Uma semana antes, andou com uma equipa de
reportagem da CNN a mostrar Cascais, a fazer de embaixador de um
produto, de um país. Apesar de ser natural desta vila, escolheu o Chiado
para se instalar. “A minha namorada [agora mulher] morava aqui, e eu
apaixonei-me também pelo sítio. Além disso, hoje faz todo o sentido.”
Não é preciso andar muito para ir de uns espaços aos outros.
Percorre-os
a pé, mas é no Belcanto, onde estão as duas estrelas Michelin, que
reside o centro da sua cozinha. Ao pé dele está sempre David Jesus, o
jovem alto e moreno que costuma atravessar o Largo de São Carlos para ir
ver outras cozinhas do grupo.
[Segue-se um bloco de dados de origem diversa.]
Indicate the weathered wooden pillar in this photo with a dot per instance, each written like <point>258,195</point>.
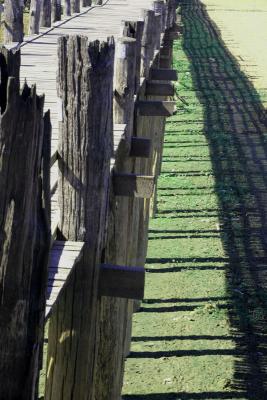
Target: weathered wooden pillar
<point>24,232</point>
<point>113,312</point>
<point>85,148</point>
<point>55,10</point>
<point>135,30</point>
<point>75,6</point>
<point>45,19</point>
<point>13,25</point>
<point>147,49</point>
<point>125,83</point>
<point>35,14</point>
<point>86,3</point>
<point>67,8</point>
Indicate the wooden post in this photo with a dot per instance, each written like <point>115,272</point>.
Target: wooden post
<point>110,355</point>
<point>147,49</point>
<point>75,6</point>
<point>55,10</point>
<point>67,8</point>
<point>24,235</point>
<point>13,25</point>
<point>135,30</point>
<point>85,147</point>
<point>46,13</point>
<point>35,14</point>
<point>86,3</point>
<point>125,83</point>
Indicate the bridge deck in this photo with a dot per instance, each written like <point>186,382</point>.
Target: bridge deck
<point>39,65</point>
<point>39,58</point>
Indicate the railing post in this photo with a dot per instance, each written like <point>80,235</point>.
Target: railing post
<point>46,14</point>
<point>55,10</point>
<point>75,6</point>
<point>86,3</point>
<point>111,335</point>
<point>85,147</point>
<point>147,50</point>
<point>35,14</point>
<point>13,25</point>
<point>24,233</point>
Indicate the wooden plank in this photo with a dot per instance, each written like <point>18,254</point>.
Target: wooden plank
<point>140,147</point>
<point>62,259</point>
<point>133,185</point>
<point>159,88</point>
<point>163,74</point>
<point>154,108</point>
<point>121,281</point>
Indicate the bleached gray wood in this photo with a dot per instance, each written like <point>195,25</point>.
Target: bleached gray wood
<point>124,85</point>
<point>24,232</point>
<point>86,89</point>
<point>45,18</point>
<point>35,14</point>
<point>13,25</point>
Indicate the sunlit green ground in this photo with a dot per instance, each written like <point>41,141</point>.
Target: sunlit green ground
<point>200,333</point>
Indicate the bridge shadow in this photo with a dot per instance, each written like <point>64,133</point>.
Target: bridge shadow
<point>236,130</point>
<point>235,125</point>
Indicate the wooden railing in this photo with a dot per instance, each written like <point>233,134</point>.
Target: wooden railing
<point>85,270</point>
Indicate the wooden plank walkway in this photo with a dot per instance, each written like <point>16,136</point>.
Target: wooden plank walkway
<point>39,59</point>
<point>39,63</point>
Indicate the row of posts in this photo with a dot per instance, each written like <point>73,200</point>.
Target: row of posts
<point>89,335</point>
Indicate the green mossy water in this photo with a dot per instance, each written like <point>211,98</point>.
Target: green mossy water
<point>200,333</point>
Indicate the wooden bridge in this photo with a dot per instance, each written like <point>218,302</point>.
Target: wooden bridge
<point>77,184</point>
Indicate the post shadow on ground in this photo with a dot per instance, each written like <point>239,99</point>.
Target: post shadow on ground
<point>236,130</point>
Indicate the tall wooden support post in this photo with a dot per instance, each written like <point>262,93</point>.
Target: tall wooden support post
<point>45,19</point>
<point>86,3</point>
<point>35,14</point>
<point>67,8</point>
<point>85,148</point>
<point>13,25</point>
<point>113,312</point>
<point>125,83</point>
<point>55,10</point>
<point>147,50</point>
<point>135,30</point>
<point>24,232</point>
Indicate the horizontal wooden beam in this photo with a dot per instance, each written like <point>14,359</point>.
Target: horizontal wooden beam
<point>140,147</point>
<point>155,108</point>
<point>121,281</point>
<point>159,89</point>
<point>63,257</point>
<point>163,74</point>
<point>132,185</point>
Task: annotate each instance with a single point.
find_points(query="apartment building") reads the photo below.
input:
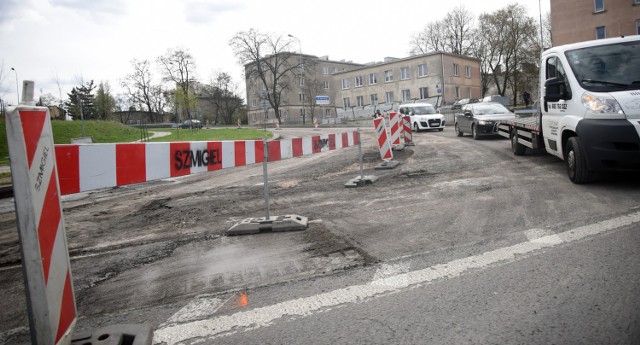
(439, 77)
(583, 20)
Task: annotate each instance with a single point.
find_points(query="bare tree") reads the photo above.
(138, 84)
(430, 39)
(222, 95)
(454, 34)
(507, 37)
(458, 27)
(178, 67)
(269, 59)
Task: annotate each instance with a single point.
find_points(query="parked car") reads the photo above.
(423, 116)
(192, 123)
(458, 105)
(533, 111)
(480, 119)
(504, 100)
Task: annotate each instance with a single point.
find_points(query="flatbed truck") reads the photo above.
(589, 108)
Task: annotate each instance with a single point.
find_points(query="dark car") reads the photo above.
(527, 112)
(481, 119)
(458, 105)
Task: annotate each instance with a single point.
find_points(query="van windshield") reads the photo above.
(423, 110)
(607, 68)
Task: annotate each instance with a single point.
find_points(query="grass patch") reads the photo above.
(210, 134)
(115, 132)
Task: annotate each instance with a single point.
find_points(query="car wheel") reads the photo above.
(517, 148)
(457, 129)
(577, 162)
(474, 133)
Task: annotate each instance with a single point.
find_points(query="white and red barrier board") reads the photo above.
(50, 298)
(394, 123)
(382, 139)
(406, 122)
(85, 167)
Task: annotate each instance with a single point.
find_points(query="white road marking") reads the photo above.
(541, 235)
(202, 330)
(196, 309)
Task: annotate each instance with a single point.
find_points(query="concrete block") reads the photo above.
(386, 165)
(360, 181)
(248, 226)
(124, 334)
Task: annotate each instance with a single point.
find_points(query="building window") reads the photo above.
(422, 70)
(358, 80)
(404, 73)
(388, 76)
(406, 95)
(424, 92)
(373, 79)
(389, 97)
(346, 103)
(598, 6)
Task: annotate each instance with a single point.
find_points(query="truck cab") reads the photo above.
(590, 105)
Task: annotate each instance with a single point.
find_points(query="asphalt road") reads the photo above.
(461, 243)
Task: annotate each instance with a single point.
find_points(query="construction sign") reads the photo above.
(45, 258)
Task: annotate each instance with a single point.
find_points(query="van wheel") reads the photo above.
(517, 148)
(457, 129)
(577, 162)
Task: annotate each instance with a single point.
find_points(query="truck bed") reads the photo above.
(529, 124)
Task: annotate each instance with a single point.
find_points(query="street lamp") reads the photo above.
(300, 66)
(17, 89)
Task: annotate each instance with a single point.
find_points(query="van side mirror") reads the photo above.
(556, 89)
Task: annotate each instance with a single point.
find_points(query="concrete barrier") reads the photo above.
(85, 167)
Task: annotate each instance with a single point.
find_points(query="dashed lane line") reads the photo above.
(383, 285)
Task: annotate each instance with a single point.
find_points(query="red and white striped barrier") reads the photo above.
(85, 167)
(406, 124)
(383, 142)
(50, 298)
(394, 123)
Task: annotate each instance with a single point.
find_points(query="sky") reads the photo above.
(68, 42)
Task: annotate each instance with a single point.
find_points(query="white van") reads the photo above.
(423, 116)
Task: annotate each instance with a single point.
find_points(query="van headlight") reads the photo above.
(601, 104)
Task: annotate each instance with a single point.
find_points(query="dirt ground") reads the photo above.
(116, 236)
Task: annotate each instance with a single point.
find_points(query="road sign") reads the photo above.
(323, 100)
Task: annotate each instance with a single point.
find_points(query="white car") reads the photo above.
(423, 116)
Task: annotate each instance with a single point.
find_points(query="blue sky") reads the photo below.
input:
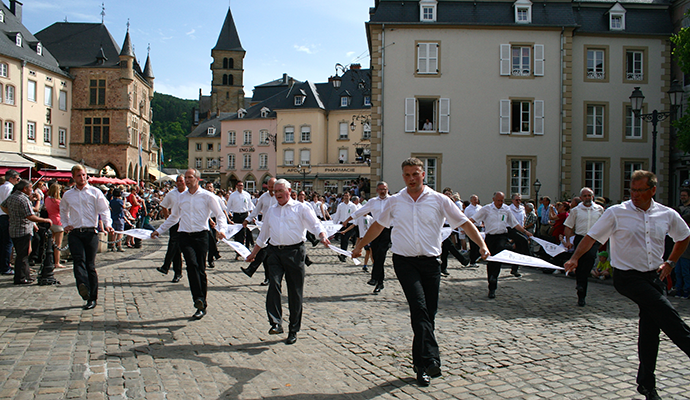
(303, 38)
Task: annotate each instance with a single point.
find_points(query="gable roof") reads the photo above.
(27, 52)
(228, 38)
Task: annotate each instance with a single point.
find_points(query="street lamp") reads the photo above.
(675, 95)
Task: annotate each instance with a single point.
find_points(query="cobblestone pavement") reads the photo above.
(531, 342)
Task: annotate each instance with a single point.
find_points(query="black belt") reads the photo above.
(287, 246)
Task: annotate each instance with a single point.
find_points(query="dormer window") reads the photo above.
(427, 10)
(523, 12)
(617, 18)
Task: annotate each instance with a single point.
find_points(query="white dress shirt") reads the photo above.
(581, 218)
(240, 202)
(344, 211)
(418, 223)
(374, 206)
(287, 225)
(81, 208)
(262, 205)
(193, 211)
(638, 236)
(496, 220)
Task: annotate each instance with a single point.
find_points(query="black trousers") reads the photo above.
(656, 314)
(496, 244)
(287, 262)
(420, 278)
(21, 262)
(584, 266)
(379, 248)
(83, 246)
(194, 247)
(173, 255)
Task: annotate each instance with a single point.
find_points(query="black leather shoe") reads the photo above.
(423, 378)
(199, 314)
(83, 291)
(276, 330)
(292, 338)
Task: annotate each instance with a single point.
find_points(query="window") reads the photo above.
(305, 157)
(31, 91)
(289, 134)
(634, 66)
(62, 137)
(522, 117)
(263, 136)
(344, 131)
(595, 121)
(289, 157)
(306, 134)
(427, 58)
(97, 91)
(427, 115)
(48, 99)
(31, 131)
(520, 176)
(97, 130)
(8, 133)
(9, 94)
(47, 134)
(596, 64)
(366, 132)
(62, 101)
(594, 177)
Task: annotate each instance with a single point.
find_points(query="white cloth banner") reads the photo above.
(509, 257)
(142, 234)
(238, 247)
(346, 253)
(550, 248)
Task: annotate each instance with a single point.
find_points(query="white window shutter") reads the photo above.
(444, 116)
(410, 120)
(538, 60)
(505, 59)
(538, 117)
(505, 117)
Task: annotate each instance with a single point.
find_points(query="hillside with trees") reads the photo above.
(172, 121)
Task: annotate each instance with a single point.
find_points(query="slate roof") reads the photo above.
(27, 52)
(228, 38)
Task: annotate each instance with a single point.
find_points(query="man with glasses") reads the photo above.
(637, 230)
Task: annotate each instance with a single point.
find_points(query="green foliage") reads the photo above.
(172, 121)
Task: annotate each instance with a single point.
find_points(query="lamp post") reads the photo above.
(675, 95)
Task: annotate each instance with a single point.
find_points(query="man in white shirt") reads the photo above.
(283, 232)
(579, 222)
(637, 230)
(469, 212)
(418, 212)
(173, 255)
(192, 211)
(80, 209)
(11, 178)
(497, 218)
(239, 206)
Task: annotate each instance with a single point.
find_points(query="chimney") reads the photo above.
(16, 9)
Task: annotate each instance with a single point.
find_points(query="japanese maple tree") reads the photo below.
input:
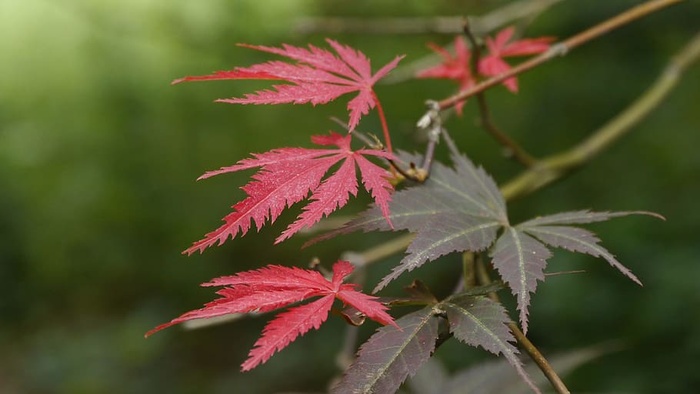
(275, 286)
(448, 208)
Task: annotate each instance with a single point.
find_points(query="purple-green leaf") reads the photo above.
(582, 217)
(391, 355)
(455, 210)
(520, 260)
(444, 234)
(478, 321)
(578, 240)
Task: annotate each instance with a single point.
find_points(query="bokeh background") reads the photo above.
(98, 157)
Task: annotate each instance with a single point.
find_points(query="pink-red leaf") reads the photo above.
(287, 175)
(274, 287)
(318, 78)
(500, 47)
(455, 67)
(285, 328)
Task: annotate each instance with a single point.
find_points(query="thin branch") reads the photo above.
(512, 148)
(556, 166)
(532, 351)
(563, 48)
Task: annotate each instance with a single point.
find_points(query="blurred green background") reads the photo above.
(98, 156)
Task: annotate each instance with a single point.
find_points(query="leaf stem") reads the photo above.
(512, 148)
(562, 48)
(532, 351)
(382, 119)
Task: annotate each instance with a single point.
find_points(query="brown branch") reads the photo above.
(556, 166)
(512, 148)
(422, 25)
(562, 48)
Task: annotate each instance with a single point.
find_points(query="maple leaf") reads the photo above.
(318, 78)
(275, 286)
(452, 211)
(453, 67)
(479, 321)
(391, 355)
(287, 175)
(500, 47)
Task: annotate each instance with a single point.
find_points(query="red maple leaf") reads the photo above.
(318, 78)
(273, 287)
(454, 67)
(287, 175)
(499, 47)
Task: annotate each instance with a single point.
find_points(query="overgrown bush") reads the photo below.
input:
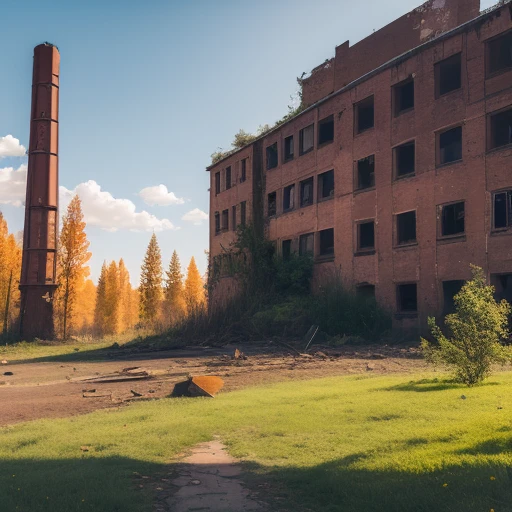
(476, 332)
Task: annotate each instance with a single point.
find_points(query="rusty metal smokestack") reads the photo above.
(38, 272)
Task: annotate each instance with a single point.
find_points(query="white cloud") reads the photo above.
(12, 185)
(9, 146)
(159, 196)
(196, 216)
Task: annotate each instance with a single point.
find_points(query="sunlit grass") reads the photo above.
(359, 443)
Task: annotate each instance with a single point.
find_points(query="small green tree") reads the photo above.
(477, 329)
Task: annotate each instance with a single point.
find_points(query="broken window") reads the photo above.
(306, 192)
(272, 156)
(326, 130)
(407, 298)
(286, 249)
(366, 173)
(288, 148)
(503, 209)
(452, 219)
(306, 139)
(217, 182)
(500, 129)
(366, 236)
(403, 97)
(326, 242)
(306, 244)
(499, 54)
(450, 289)
(289, 198)
(272, 204)
(448, 75)
(326, 185)
(406, 227)
(450, 146)
(364, 115)
(405, 159)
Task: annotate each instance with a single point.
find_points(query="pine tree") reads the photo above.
(71, 263)
(194, 288)
(175, 307)
(150, 289)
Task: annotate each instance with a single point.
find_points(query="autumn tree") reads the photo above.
(194, 288)
(150, 289)
(71, 263)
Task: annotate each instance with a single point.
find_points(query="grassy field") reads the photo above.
(359, 443)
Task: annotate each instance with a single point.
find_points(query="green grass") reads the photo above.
(358, 443)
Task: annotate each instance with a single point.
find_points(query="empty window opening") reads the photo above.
(503, 209)
(272, 204)
(407, 298)
(306, 192)
(217, 182)
(499, 54)
(286, 249)
(501, 129)
(448, 75)
(366, 236)
(326, 130)
(366, 173)
(272, 156)
(289, 198)
(306, 244)
(450, 289)
(403, 97)
(306, 139)
(405, 159)
(452, 219)
(326, 185)
(288, 148)
(450, 146)
(364, 115)
(406, 228)
(326, 242)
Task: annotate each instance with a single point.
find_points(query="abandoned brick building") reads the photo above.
(397, 174)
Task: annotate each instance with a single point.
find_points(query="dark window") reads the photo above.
(326, 185)
(326, 242)
(225, 219)
(286, 249)
(450, 146)
(403, 97)
(450, 289)
(405, 159)
(306, 192)
(272, 156)
(217, 182)
(501, 129)
(272, 205)
(366, 173)
(326, 130)
(288, 148)
(243, 207)
(364, 115)
(366, 235)
(243, 170)
(406, 227)
(407, 297)
(448, 75)
(499, 54)
(452, 219)
(306, 244)
(306, 139)
(503, 209)
(289, 198)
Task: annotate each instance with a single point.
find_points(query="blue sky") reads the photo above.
(150, 89)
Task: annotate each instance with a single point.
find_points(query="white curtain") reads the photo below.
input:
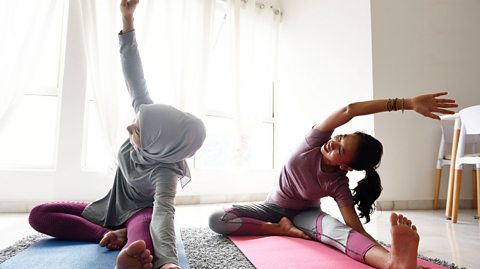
(27, 27)
(173, 38)
(254, 38)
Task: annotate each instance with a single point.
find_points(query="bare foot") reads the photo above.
(287, 228)
(170, 266)
(404, 243)
(135, 256)
(114, 239)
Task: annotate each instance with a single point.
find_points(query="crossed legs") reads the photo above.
(63, 220)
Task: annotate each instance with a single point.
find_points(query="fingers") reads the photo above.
(431, 115)
(443, 100)
(439, 94)
(444, 111)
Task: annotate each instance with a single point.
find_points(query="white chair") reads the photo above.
(444, 157)
(450, 132)
(470, 127)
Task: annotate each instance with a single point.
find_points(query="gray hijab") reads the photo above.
(168, 136)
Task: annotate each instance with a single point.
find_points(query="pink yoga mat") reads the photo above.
(276, 252)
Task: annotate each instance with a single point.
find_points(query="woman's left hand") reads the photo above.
(428, 104)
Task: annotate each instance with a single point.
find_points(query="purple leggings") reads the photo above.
(63, 220)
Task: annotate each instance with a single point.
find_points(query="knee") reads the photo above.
(215, 221)
(219, 222)
(35, 218)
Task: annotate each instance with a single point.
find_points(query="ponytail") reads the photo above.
(369, 153)
(366, 193)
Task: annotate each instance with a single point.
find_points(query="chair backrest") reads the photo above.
(470, 118)
(447, 130)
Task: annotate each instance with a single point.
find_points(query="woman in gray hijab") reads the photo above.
(137, 214)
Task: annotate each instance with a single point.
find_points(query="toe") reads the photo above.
(393, 219)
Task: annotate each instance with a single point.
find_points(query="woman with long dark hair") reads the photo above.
(318, 168)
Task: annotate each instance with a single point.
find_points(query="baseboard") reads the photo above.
(419, 204)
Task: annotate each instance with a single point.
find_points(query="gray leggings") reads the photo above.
(248, 219)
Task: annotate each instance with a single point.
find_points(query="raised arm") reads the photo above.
(425, 105)
(130, 58)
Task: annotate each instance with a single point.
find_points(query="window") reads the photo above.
(30, 76)
(240, 93)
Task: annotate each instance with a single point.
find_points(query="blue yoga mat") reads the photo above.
(56, 254)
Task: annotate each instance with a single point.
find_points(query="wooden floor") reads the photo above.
(458, 243)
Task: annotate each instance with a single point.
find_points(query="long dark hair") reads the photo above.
(369, 153)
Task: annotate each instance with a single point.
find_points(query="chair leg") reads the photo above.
(451, 177)
(456, 195)
(474, 188)
(436, 192)
(478, 193)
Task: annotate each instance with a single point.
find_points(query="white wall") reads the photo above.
(421, 46)
(325, 62)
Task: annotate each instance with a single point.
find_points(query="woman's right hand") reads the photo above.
(428, 104)
(128, 8)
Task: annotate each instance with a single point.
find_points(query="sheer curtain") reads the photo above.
(29, 27)
(240, 86)
(254, 39)
(173, 41)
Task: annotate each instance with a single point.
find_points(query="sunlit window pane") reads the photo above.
(226, 148)
(96, 153)
(27, 137)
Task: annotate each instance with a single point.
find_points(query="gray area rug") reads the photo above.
(204, 249)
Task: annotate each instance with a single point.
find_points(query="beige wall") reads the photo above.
(421, 46)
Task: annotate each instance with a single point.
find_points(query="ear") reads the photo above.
(345, 167)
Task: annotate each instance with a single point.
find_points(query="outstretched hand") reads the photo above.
(428, 104)
(127, 7)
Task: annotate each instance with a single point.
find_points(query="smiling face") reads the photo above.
(340, 151)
Veio com ele do Tavares, sem saber como
seria o futuro, e não lhe passa pela cabeça sair para abrir um
restaurante seu. É o diretor de produção, o número dois de todas as
cozinhas do grupo, chefe-executivo do Belcanto e braço-direito na
gastronomia. Partilham o aniversário. E fazem do restaurante-estrela um
laboratório criativo. Há muitas ideias que saem de lá.
“Vamos
passar a ter uma reunião para falarmos de ideias. Peço-vos que tragam as
vossas. Se provarem alguma coisa noutro lado que gostem, que achem que
faça sentido, tragam também, mas digam que a ideia não é vossa. Não há
mal nenhum, mas não podemos usar as ideias dos outros. Eu não posso ser
enganado, temos de ter honestidade criativa. Não vou achar que vocês são
piores por trazerem uma ideia de outro lado por isso”, diz a um grupo
de jovens cozinheiros, no Belcanto, que quando ele chama se juntam, de
agenda na mão, para o ouvir. Em uníssono, eles respondem-lhe: “Sim, chefe."
* Já nos deliciámos com ementas deste grande chefe, apenas lhe desejamos um enorme sucesso no futuro, é um combatente que admiramos.